Published: Thu 11 May 2023, 6:00 AM

Last updated: Thu 11 May 2023, 3:31 PM

It's time to indulge in the sweet, juicy goodness of the king of fruits, as the mango season is finally here. Markets in Dubai and Sharjah are abuzz with activity as vendors compete to sell the best and freshest mangoes to eager customers.

Al Awir Market

Here, purchasing Indian Alphonso mangoes at a bargain price of just Dh3 will be easy - if you possess exceptional bargaining skills.

As soon as you park your vehicle, you are greeted by a vendor with a beaming smile, who will enthusiastically share information about the mango and its varieties. Upon entering the market, vendors from every stall will vie for your attention, tempting you with boasts about the freshness, quality, and price of their mangoes.

Al Awir Market is a treat for your senses - scent, visual, and touch. As you step in, the pleasant aroma of ripe fruits is evident. The vibrant hues of the fruits on display catch your eye and compel you to touch and feel the freshness of the mangoes.

You can’t avoid sampling the juicy goodness of the fruit on offer while moving from stall to stall!

Available varieties: Indian varieties (Alphonso, Badami, and Kesari) and one Yemen variety

“Currently, the market offers three varieties of Indian and a Yemen mango variety,” said Anees Mohammed, a vendor at stall 174 at Al Awir Market.

“No doubt, the Indian Alphonso is always in demand, and we sell over 30 boxes ranging from 3 kilograms to 5 kilograms daily. During weekends the number shoots up to a hundred cartons,” added Mohammed.

The price depends on your bargaining skills, and the regular price at this market starts at Dh20 a carton for Alphonso and Dh18 for a carton of Badami and Kesari. However, Yemen mangoes are a bit higher, costing Dh25 a carton.

Waterfront Market

This fruit market is a world of richness and splendour. As you step into the air-conditioned hall, the smell of fresh fruits grips your senses. Stalls here showcase the finest fruits from around the world, arranged to buy and eat.

The prices of the fruits here are slightly higher, but for those who can afford them, they are worth every penny.

However, there are only a few varieties of mangoes here, but the vendors are eagerly awaiting the most anticipated and loved mangoes from Pakistan. “We sell over 50 boxes of mangoes every day. However, on weekends the number doubles or triples,” said Inamullah, a vendor at stall number 36.

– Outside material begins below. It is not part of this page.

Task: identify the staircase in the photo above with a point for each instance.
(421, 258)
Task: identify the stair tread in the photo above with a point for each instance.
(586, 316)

“People do not come to purchase just mangoes. But once the Pakistani mangoes arrive, the atmosphere is completely different. We cannot even take a break to freshen up or for snacks,” added Inamullah.

A box of Indian mangoes at the Waterfront Market starts at Dh25, going up to Dh40 for a box of Alphonso mango weighing under 5 kilograms.

There are two varieties of Yemeni mangoes. “At the moment people do not prefer them as Alphonso mangoes steal the limelight,” said Inamullah.

Jubail Market Sharjah

For those residing in Sharjah and who cannot travel to Dubai to get these mangoes, fret not! Souq Al Jubail is a haven for mango lovers, offering a huge variety. The famous Alphonso mango, as always, will leave you in awe among the many mango varieties available at the market.

At stall A12 in Souq Al Jubail, Ashraf Hussain reveals the secret to maximising the taste of mangoes.

“Often, people consume the fruit before it is perfectly ripe, leading to disappointment with the taste. To ensure a delightful experience, it is essential to inquire about the date of harvesting and count the number of days. The ideal time for consumption is between the 15th and 20th day post-harvest, as it provides the perfect treat for your taste buds,” said Ashraf.

Similar to the vendors at the Waterfront Market, those at Souq Al Jubail are also eagerly anticipating the arrival of Pakistani mangoes.

“[The] season of Indian mangoes is nearing its end. Soon, in the coming days, we will be receiving mangoes from Pakistan, which will be a festive season,” said Sadiq, a fruit vendor at the market.